Businesses will not be required to publish the pay gap between male and female employees, despite the clause in the Equality Act which makes this possible, the government has said.

The Equality Act, passed under the previous Labour administration, contained an enabling clause that if firms did not reduce the gender pay gap by voluntary means, then mandatory equal pay reporting could be introduced in 2013.
However, equalities minister Lynne Featherstone yesterday confirmed that this would not happen and that the coalition government were committed to a voluntary approach.

Speaking at the launch of the 2010 Female FTSE-100 report, drawn up by the Cranfield School of Management, Featherstone said: “We want to move away from the arrogant notion that government knows best, to one where government empowers individuals, businesses and communities to make change happen."

The announcement is a climbdown for Liberal Democrat Featherstone, who in opposition had championed mandatory pay audits. But in an interview in the Guardian newspaper, she explained: “Right at this moment of financial peril to the nation is perhaps not the moment to introduce mandatory pay audits.

“It was a different world two years ago - financially and in terms of pressures on business. We are in a completely new landscape now. Much more of partnership working, no longer government dictates, this is absolutely the time to make voluntary pay reporting work."

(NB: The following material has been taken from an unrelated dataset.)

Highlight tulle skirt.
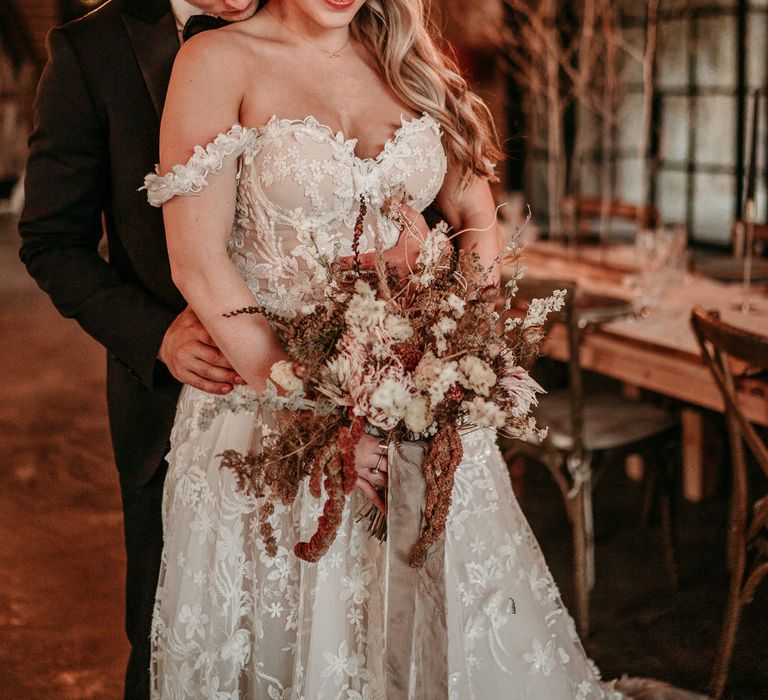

Featherstone said that companies will be expected to reduce the gender pay gap by voluntary means and that the government would check annually that progress was being made. The move is one element of a new equality strategy, which will see the Government Equalities Office lose its independence and become part of the Home Office.

Equality campaigners were dismayed at the announcement.

Ceri Goddard, chief executive of the Fawcett Society, said: "The persistent gap in pay between men and women is one of the starkest examples of inequality in the UK today. Women in the UK are still paid, on average, a sixth less than men.

"The government's decision not to bring into force Section 78 is a huge disappointment, and means this injustice will continue for a long time to come. The government has today consigned another generation of women to lower pay.

"Their proposal to rely only on voluntary business action on pay isn't just naive, it sends a dangerous signal that tackling discrimination against women is a choice not a requirement.”


But Dawn Nicholson, HR services partner at PricewaterhouseCoopers (PwC), commented: "Regardless of whether gender pay audits are voluntary or compulsory, the momentum behind greater disclosure around pay is irresistible. Companies need to get their house in order and remove any pay disparities that cannot be justified, because they are going to have to reveal their pay gap data either under the voluntary or mandatory regime. A recent poll PwC commissioned of 1,148 workers revealed that 49 per cent would ask for a pay rise or look for a new job if they found out for certain that colleagues at the same level were paid more. This highlights the potential fallout if disparities are not addressed.”